Protein kinases are involved in relevant physiological functions and a broad number of mutations in this superfamily have been reported in the literature to affect protein function and stability. Unfortunately, the exploration of the consequences on the phenotypes of each individual mutation remains a considerable challenge.


The wKinMut web-server offers direct prediction of the potential pathogenicity of the mutations from a number of methods, including our recently developed prediction method based on the combination of information from a range of diverse sources, including physicochemical properties and functional annotations from FireDB and Swissprot and kinase-specific characteristics such as the membership to specific kinase groups, the annotation with disease-associated GO terms or the occurrence of the mutation in PFAM domains, and the relevance of the residues in determining kinase subfamily specificity from S3Det. This predictor yields interesting results that compare favourably with other methods in the field when applied to protein kinases.
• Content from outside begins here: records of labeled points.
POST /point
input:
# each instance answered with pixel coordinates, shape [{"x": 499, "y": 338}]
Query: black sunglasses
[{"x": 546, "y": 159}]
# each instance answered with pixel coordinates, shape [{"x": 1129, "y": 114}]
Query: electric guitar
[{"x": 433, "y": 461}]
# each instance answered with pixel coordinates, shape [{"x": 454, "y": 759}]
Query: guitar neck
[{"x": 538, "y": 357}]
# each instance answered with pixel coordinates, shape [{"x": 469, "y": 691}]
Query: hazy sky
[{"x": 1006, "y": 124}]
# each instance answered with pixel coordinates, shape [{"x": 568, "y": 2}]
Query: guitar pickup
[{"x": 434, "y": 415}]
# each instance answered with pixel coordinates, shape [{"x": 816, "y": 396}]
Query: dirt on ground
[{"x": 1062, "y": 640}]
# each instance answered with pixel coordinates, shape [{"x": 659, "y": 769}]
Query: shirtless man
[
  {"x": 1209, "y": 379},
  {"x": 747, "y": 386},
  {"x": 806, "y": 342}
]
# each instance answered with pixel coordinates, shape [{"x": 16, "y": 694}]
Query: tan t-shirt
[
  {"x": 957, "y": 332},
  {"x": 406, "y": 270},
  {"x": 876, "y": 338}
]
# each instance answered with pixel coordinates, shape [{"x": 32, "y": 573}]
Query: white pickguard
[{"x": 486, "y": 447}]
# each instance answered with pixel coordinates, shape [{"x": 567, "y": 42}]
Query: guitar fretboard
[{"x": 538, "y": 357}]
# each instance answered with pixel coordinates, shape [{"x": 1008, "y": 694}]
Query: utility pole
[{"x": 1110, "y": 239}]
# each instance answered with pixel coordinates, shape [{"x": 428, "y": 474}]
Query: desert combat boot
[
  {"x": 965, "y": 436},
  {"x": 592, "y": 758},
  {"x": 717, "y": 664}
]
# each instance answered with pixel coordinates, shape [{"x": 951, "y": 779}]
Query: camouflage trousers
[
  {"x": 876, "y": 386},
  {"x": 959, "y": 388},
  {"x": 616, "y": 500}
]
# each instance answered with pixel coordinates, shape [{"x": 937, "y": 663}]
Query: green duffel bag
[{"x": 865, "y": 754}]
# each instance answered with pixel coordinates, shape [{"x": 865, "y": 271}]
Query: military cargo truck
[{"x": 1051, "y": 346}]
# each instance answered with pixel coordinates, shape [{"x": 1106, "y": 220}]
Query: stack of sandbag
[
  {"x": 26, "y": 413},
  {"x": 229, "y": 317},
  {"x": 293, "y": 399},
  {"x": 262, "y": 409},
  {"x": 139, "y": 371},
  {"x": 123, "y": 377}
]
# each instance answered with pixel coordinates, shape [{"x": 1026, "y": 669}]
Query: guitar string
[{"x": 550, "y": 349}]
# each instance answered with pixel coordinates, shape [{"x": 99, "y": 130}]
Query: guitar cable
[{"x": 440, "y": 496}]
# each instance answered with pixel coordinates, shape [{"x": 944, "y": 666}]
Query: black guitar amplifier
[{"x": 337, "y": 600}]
Together with the predictions, wKinMut offers a number of integrated services for the analysis of mutations. These include: the classification of the kinase, information about associations of the kinase with other proteins extracted from iHop, the mapping of the mutations onto PDB structures, pathogenicity records from a number of databases and the classification of mutations in large-scale cancer studies. Importantly, wKinMut is connected with the SNP2L system that extracts mentions of mutations directly from the literature, and therefore increases the possibilities of finding interesting functional information associated to the studied mutations.


wKinMut facilitates the exploration of the information available about individual mutations by integrating prediction approaches with the automatic extraction of information from the literature (text mining) and several state-of-the-art databases.

wKinMut has been used during the last year for the analysis of the consequences of mutations in the context of a number of cancer genome projects, including the recent analysis of Chronic Lymphocytic Leukemia cases and is publicly available at webcite.